The campaign later issues a clarification, in which Richardson said, “I do not believe that sexual orientation or gender identity happen by choice.”

In highlighting the importance of the event, organizers cited research showing greater acceptance of civil unions and other gay issues. But it’s still uncertain what impact an endorsement from the gay community has on broader electoral support. And even some of the biggest boosters of the major candidates say they are more than willing to overlook disagreements on marriage. After all, Republicans were invited to the forum, but declined, and Gravel and Kucinich are huge longshots.

Comfortably reclined in his chair, Gravel noted, “They’re not going to lose any votes over not being for marriage, whatever their excuses are. This is costing votes for us. I don’t care.”

Kucinich sounded a similar theme. In summarizing why he isn’t opposed to gay marriage, he said, “To me — who cares? — it really doesn’t matter.”

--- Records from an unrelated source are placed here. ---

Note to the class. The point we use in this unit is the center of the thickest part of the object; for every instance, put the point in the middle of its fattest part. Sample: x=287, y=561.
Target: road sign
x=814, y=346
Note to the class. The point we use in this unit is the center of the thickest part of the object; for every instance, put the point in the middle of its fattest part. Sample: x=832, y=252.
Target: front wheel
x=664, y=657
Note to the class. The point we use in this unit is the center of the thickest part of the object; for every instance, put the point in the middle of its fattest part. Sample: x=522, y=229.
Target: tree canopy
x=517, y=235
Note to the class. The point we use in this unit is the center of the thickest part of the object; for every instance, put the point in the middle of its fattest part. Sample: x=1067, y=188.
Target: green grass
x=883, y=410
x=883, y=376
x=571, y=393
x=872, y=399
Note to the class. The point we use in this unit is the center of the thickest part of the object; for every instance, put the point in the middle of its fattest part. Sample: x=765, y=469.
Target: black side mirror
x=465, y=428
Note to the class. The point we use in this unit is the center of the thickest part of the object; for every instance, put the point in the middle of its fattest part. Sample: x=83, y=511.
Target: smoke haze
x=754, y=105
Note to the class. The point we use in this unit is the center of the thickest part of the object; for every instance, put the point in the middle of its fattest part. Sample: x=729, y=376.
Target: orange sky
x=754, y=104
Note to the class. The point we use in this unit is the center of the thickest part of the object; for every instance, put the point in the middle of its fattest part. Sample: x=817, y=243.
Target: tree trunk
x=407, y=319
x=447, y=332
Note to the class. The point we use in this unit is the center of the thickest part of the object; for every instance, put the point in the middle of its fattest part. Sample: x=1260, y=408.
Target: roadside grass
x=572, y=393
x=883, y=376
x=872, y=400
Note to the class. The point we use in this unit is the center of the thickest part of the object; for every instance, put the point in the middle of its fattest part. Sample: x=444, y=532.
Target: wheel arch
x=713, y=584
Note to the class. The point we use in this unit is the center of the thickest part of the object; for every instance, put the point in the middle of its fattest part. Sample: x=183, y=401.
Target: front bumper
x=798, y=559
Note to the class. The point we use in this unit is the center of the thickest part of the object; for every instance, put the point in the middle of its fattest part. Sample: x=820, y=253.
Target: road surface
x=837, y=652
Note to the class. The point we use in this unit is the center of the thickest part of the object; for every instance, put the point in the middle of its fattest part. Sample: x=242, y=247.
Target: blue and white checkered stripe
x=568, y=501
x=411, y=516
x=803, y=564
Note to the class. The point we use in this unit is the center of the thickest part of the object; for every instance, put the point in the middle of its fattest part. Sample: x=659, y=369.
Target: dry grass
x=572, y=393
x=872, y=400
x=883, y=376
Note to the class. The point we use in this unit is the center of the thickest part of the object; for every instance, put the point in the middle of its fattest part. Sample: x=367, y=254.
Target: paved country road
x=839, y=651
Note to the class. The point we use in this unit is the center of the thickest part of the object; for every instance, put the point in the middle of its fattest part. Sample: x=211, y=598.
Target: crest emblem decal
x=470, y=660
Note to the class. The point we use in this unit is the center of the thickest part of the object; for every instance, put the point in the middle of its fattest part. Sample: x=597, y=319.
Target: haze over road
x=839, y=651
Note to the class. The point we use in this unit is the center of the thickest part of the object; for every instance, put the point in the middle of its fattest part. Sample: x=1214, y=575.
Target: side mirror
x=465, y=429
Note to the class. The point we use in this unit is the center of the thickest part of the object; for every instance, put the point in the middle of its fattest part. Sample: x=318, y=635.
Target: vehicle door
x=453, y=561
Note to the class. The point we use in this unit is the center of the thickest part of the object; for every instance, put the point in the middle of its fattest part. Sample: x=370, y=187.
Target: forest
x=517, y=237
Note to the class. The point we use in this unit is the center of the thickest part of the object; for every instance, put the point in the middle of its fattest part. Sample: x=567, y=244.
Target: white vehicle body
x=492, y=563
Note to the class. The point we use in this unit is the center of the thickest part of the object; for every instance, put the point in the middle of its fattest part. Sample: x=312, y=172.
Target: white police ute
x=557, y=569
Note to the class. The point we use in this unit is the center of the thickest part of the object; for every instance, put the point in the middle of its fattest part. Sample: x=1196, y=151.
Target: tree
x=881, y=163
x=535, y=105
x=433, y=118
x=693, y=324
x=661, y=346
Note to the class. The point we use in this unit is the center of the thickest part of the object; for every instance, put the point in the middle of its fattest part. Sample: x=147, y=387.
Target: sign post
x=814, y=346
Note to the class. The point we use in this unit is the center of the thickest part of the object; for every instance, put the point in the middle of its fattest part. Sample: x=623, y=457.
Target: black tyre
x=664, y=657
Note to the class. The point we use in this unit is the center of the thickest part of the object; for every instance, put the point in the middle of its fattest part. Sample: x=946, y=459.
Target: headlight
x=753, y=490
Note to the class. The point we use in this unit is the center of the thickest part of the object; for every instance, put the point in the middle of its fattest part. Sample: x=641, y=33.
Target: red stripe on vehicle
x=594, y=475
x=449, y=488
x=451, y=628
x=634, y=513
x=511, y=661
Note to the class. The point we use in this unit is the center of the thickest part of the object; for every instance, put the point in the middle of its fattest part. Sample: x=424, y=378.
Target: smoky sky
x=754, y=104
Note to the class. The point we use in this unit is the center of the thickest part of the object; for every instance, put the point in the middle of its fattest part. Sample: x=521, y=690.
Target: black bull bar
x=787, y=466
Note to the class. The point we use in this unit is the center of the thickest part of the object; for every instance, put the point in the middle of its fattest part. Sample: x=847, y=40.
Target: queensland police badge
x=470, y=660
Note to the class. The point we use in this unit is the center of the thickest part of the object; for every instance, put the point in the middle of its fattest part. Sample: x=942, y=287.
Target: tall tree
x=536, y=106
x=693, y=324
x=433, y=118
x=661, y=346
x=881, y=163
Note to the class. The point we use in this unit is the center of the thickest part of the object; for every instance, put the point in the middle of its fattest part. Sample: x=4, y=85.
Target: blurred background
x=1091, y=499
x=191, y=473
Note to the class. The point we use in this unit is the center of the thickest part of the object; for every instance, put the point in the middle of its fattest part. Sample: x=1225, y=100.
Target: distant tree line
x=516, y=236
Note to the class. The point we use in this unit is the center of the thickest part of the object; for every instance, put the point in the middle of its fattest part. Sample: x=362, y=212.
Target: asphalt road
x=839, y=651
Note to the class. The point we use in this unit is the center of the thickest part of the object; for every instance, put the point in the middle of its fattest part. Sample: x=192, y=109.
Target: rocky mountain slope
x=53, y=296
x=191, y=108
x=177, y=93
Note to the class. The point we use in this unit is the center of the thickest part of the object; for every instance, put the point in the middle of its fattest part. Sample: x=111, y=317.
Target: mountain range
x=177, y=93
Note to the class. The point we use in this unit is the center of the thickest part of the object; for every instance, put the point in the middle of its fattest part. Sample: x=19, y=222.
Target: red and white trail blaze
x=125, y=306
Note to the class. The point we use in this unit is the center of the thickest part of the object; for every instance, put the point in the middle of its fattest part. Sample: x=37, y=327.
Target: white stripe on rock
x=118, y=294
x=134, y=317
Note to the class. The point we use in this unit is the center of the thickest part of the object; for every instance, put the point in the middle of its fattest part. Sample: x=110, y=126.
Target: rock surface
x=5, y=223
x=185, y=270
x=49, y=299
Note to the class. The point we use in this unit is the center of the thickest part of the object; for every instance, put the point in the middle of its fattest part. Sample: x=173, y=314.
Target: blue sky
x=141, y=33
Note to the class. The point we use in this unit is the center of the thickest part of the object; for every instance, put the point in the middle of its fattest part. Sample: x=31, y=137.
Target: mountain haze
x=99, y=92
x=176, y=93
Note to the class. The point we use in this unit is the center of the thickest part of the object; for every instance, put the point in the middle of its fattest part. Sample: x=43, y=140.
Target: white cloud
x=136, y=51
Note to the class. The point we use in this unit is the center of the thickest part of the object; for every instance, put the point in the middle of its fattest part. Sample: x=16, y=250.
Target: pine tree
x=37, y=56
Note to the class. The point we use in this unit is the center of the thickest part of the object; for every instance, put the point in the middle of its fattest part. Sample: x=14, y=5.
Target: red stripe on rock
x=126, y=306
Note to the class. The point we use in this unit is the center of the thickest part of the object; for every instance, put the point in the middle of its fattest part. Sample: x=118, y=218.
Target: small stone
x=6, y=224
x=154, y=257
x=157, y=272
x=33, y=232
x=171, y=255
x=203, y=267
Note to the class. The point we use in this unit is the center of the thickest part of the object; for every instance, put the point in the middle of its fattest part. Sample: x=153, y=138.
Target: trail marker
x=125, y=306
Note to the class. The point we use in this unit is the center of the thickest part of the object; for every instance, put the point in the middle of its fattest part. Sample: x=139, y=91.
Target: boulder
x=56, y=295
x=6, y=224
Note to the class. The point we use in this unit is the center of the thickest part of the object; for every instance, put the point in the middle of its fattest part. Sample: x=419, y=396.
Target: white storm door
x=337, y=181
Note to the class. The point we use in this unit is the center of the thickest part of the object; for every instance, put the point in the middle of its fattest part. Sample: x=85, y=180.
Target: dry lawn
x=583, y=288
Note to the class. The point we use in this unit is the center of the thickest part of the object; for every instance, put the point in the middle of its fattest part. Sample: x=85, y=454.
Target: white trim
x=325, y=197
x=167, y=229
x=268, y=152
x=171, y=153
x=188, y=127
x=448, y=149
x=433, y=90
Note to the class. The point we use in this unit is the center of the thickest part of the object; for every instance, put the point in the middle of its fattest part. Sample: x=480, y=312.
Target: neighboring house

After the event was over, most of the candidates fanned out to fund-raising events at various West Hollywood nightclubs, and invoked the broader themes of their campaigns.

At the landmark The Abbey, unofficial ground zero of Los Angeles’ gay community, Clinton spoke to a sometimes raucous room, as supporters like former Governor Gray Davis looked on.

“The difference between our two parties could not be clearer,” said Clinton, alluding to a host of issues including gay rights and the war in Iraq.

Several blocks away, at Area Nightclub, Obama defended his pledge, made during the recent YouTube debate, to sit down with any world leader. Clinton had criticized him for making such a statement, calling it “naïve.”

“I am not scared of losing a propaganda war to any dictator, and I’m not afraid to sit down with anybody.”

In the crowd at the event, organized in part by the industry group 008 The Movement, were Zach Braff, Seth Green, Eric Mabius, Donald Faison, Scott Speedman, Bill Bellamy, Ashley Scott and Paris Barclay.

Just a few doors away, Edwards spoke to a packed house of donors who ponied up $15-per-person for an event billed as “Small Change for Big Change.”

He largely turned his rhetoric on the Bush adminstration.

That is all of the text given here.